Give me your cell phone.
Since when, we have reservations about each other, and gradually even concealment has become a habit.
first tell the story of a friend. Xiao A has been with her boyfriend for more than a year, and the couple are sticky every day, which is very enviable. Two people have absolute trust in each other, which is the type that knows each other's cell phone password and won't turn over the phone.
Ranging from the sexy to the sober, our tea length wedding dresses for older brides are definitely fundamental. Click and choose your dreaming and favorite garments.
this is both a good thing and a bad thing. The bad thing happened not long ago, Xiao An and his boyfriend went to the supermarket and refueled at the gas station on the way back. Xiao A's boyfriend got off to the convenience store to buy a gas card and left his cell phone in the car. When Xiao A was waiting for boredom, suddenly her boyfriend's cell phone beeped several times, and about 3 or 4 messages came in. In a moment of curiosity, Xiao An opened her boyfriend's cell phone for the first time. It was a text message from a girl.
Xiao A's brain exploded immediately, and immediately flipped through the chat notes and the girl's circle of friends, as if he had discovered a new world, and suddenly went black in the car.
there are so many ways to end up in love, but someone has chosen such an awkward one. many people have said that I want Tian Chang Di Jiu (Eternal Dumpling), I want pure feelings, and I want to be together for a lifetime, but in the end, I just deviated from the way, and in the end, it was one person's change of heart that broke another person's heart.
everyone is selfish, leaving themselves as many options as possible in their relationship, a spare tire, a chat, or a broken ex. Everyone is afraid that they will not be able to go to the end with the person in front of them, afraid that they will end up empty-handed, so they will go hand in hand with each other while they are afraid of each other, but in the end they will not be able to go to the end with anyone.
emotion is a slow process of being hammered. Love fades, expectation fades day by day, and finally becomes like a hammered cow.
I hope you, ah, don't be a detective in love.

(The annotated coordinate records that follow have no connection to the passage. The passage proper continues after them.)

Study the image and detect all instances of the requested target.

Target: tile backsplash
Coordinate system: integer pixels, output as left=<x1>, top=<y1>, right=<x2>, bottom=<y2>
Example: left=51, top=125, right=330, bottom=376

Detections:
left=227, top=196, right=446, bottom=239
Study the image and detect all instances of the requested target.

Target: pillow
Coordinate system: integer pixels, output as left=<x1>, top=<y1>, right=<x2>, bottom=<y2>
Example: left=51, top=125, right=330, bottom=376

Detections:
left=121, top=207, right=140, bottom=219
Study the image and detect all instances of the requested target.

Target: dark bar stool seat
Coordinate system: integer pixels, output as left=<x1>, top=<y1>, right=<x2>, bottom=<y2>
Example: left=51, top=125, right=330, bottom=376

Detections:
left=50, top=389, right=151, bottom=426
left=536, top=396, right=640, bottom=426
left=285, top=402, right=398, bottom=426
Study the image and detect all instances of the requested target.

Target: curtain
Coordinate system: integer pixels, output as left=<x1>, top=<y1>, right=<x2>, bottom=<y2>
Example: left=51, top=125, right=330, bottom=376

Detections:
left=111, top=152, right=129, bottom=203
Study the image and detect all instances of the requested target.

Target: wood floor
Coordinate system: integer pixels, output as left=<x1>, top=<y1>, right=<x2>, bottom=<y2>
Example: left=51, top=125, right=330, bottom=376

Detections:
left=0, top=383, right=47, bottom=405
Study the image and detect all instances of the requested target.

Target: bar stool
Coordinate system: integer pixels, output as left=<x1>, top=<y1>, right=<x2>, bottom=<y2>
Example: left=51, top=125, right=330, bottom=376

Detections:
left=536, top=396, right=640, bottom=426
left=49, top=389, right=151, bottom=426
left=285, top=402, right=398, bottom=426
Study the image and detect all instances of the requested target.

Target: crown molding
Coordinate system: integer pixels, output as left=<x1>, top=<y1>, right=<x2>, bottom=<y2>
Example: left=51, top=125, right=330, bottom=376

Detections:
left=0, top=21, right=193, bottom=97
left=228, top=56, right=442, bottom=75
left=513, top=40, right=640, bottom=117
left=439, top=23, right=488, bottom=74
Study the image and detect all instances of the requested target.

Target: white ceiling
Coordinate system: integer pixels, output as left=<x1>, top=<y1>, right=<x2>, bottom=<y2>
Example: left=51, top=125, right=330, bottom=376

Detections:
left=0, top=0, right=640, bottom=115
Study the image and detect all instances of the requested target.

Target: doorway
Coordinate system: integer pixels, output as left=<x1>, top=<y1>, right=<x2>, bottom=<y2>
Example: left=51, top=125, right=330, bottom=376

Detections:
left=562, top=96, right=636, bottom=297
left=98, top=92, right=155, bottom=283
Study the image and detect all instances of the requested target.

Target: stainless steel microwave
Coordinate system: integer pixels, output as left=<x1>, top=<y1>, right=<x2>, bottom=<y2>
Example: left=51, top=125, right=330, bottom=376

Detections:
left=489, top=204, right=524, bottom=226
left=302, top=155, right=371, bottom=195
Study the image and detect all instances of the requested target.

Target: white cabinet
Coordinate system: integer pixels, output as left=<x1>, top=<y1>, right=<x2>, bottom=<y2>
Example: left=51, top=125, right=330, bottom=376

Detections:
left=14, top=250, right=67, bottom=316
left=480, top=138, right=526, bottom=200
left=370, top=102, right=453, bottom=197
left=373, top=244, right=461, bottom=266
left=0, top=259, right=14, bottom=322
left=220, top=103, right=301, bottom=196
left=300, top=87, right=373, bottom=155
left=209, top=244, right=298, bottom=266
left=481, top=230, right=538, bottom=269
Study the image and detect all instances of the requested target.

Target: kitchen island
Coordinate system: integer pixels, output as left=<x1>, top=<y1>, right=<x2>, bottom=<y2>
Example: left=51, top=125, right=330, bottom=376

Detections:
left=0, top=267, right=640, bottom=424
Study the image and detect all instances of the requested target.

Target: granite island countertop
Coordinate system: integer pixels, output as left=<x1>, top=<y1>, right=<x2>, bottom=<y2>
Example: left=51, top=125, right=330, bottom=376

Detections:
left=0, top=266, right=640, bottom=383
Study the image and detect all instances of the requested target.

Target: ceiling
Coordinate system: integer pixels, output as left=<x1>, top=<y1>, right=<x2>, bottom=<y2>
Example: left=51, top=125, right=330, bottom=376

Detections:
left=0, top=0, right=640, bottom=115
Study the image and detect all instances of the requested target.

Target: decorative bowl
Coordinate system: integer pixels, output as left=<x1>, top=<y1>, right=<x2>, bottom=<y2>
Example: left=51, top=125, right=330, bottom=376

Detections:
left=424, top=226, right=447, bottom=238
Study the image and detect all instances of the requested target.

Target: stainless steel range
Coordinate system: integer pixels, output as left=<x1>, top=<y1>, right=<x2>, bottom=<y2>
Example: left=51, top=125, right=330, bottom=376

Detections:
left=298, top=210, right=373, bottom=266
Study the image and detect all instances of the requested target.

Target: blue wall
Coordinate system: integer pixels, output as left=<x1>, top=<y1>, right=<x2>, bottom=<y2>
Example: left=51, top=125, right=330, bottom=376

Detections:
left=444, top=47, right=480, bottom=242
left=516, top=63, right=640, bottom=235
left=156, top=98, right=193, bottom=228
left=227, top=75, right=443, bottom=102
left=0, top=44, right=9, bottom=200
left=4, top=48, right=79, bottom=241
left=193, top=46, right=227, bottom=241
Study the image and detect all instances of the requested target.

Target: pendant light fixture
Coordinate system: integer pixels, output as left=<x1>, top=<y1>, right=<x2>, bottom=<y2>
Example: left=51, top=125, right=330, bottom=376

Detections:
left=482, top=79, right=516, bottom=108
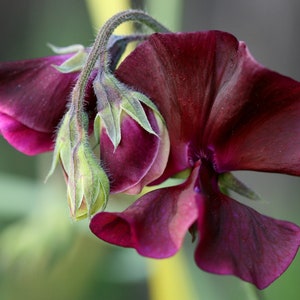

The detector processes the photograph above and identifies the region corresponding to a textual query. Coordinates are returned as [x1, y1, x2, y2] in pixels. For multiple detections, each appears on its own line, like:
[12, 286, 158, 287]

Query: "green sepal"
[45, 109, 76, 181]
[94, 71, 163, 149]
[218, 172, 261, 201]
[49, 44, 88, 73]
[48, 43, 84, 54]
[68, 143, 109, 220]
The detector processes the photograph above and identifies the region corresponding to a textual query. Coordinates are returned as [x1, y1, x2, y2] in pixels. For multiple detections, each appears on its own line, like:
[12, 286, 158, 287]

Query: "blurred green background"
[0, 0, 300, 300]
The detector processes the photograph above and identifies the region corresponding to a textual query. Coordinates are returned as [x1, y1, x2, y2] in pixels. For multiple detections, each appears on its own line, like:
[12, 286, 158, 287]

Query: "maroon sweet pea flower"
[0, 54, 85, 155]
[90, 31, 300, 289]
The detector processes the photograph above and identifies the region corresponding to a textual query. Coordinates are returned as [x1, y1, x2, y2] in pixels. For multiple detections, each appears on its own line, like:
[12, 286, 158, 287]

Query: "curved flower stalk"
[0, 35, 136, 155]
[90, 31, 300, 289]
[0, 10, 169, 219]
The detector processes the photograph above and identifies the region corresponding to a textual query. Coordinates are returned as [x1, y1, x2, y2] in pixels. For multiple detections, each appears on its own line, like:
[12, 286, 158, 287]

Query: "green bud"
[219, 173, 261, 200]
[67, 143, 109, 220]
[48, 44, 88, 73]
[94, 71, 163, 149]
[46, 106, 109, 220]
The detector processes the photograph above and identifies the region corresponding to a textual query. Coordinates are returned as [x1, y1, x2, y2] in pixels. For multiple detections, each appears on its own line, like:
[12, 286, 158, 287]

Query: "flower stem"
[71, 10, 169, 131]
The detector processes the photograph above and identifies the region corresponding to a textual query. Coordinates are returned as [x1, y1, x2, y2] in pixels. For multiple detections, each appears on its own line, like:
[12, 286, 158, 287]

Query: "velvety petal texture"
[91, 31, 300, 288]
[195, 161, 300, 289]
[90, 168, 200, 258]
[117, 31, 300, 178]
[0, 55, 83, 155]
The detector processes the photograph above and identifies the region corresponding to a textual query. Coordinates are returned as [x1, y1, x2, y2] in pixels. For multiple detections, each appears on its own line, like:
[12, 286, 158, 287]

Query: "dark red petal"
[0, 112, 53, 155]
[195, 161, 300, 289]
[90, 164, 199, 258]
[117, 31, 300, 177]
[0, 55, 78, 132]
[208, 66, 300, 176]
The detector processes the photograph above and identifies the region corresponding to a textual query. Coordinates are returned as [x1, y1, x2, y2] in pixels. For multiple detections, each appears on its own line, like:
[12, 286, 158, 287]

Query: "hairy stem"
[71, 10, 169, 132]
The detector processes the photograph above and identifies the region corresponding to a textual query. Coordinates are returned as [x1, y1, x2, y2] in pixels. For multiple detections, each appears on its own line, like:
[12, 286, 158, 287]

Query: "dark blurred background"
[0, 0, 300, 300]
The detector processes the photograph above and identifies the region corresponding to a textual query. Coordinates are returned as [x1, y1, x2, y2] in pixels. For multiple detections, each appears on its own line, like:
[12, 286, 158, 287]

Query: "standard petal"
[0, 54, 95, 155]
[117, 31, 244, 178]
[117, 31, 300, 179]
[195, 164, 300, 289]
[100, 111, 169, 194]
[90, 164, 200, 258]
[208, 63, 300, 176]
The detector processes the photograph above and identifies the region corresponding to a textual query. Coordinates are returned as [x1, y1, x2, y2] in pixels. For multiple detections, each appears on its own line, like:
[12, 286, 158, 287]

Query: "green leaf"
[219, 173, 261, 201]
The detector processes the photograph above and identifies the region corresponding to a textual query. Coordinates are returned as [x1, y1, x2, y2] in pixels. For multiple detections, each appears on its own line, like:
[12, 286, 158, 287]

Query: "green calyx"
[46, 106, 109, 220]
[94, 72, 163, 149]
[48, 44, 88, 73]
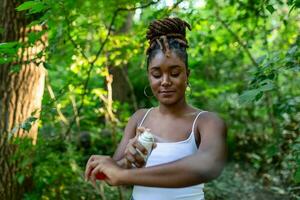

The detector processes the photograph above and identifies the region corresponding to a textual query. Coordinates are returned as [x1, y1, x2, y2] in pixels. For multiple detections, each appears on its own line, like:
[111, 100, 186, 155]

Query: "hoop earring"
[144, 85, 154, 98]
[186, 82, 193, 96]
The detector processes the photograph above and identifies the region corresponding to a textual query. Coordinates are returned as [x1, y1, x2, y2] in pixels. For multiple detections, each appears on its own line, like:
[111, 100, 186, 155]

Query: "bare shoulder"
[127, 108, 148, 129]
[131, 108, 148, 123]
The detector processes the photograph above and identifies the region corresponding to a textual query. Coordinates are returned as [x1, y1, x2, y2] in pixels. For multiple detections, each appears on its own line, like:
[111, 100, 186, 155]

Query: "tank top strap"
[138, 107, 153, 127]
[192, 110, 207, 133]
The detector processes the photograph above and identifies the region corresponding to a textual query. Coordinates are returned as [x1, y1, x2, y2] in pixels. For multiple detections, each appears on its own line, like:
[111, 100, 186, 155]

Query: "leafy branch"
[65, 0, 160, 136]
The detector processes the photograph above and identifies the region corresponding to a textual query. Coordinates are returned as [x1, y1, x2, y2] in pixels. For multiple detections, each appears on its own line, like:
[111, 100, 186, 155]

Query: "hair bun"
[146, 17, 191, 46]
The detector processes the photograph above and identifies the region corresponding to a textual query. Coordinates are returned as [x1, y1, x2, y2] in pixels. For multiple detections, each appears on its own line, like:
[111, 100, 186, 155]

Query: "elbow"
[199, 163, 224, 183]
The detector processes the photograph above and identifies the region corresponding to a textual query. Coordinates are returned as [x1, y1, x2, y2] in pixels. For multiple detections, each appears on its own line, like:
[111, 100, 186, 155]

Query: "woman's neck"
[158, 98, 190, 115]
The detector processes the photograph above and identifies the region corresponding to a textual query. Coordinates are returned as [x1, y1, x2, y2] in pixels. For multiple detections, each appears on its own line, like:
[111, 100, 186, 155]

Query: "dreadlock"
[146, 18, 191, 68]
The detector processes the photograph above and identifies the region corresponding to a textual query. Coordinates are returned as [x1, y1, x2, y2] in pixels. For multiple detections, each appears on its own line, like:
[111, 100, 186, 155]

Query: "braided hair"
[146, 18, 191, 68]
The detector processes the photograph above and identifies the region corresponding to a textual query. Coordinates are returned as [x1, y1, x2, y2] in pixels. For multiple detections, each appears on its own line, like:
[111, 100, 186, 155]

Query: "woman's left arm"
[88, 113, 227, 188]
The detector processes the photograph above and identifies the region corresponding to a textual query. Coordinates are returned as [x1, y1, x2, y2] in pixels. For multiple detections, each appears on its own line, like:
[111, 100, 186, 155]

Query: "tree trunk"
[0, 0, 47, 200]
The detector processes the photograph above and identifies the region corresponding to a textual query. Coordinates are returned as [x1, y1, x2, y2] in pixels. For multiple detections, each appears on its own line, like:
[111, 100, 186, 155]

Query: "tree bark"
[0, 0, 47, 200]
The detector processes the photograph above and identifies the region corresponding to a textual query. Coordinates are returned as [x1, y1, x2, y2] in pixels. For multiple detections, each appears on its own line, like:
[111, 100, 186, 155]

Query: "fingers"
[125, 146, 145, 167]
[90, 165, 102, 187]
[133, 141, 148, 156]
[152, 142, 157, 149]
[84, 155, 108, 180]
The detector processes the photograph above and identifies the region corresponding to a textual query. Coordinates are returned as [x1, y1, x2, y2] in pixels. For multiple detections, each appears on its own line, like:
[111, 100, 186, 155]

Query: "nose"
[161, 74, 172, 86]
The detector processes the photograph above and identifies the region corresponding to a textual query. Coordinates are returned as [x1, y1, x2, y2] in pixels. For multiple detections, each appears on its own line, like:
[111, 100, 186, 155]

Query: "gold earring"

how easy it is to separate, delete contact information from each other, and then slowly exit from each other's life circle without communicating. as for marriage, it is nothing more than a visit in the Civil Affairs Bureau, stamping a seal, and from then on parting and breaking up. it's a pity that feelings are not such a black-and-white case book, and it's not that you can be happy forever by following the rules and regulations.
I used to think that love and betrayal are a group of antonyms. I thought that if you love someone, you can't bear to be aggrieved by each other. Later, I met a lot of people and knew a lot of stories. I asked those men who were having an affair that the person you loved was the object of the affair. Almost all the men who had cheated told me that I loved my wife /girlfriend and was just thinking about my lover on a whim.
look, when love began to breed such complicated branches. Some people say it's temptation, some say it's an act, and some people say it's not allowed. when did we start to have reservations about each other, and gradually even became a habit of concealing it.
I have to say how strong a girl's sixth sense is. With a little bit of something wrong, she will be able to find out the secret in the end. But there are also many girls who put away their secrets and bury the remains deep in the ground.
if you ask them what they are insisting on, they probably won't be able to give a clear answer. It is like a string in my heart, which has been firmly tightened. Everyone knows that the string will be broken sooner or later, but everyone is afraid that it will be broken.
I don't want to be a love detective. In fact, I'm afraid of being too careful in love. I love you so much, how afraid one day in the clues that you want to give up my clues, then all the superficial sweetness can no longer be disguised, and my fragility will have nowhere to hide.
when I am beside you, leaning on your shoulder,
you put your arms around me and say you love me, but I feel so strange.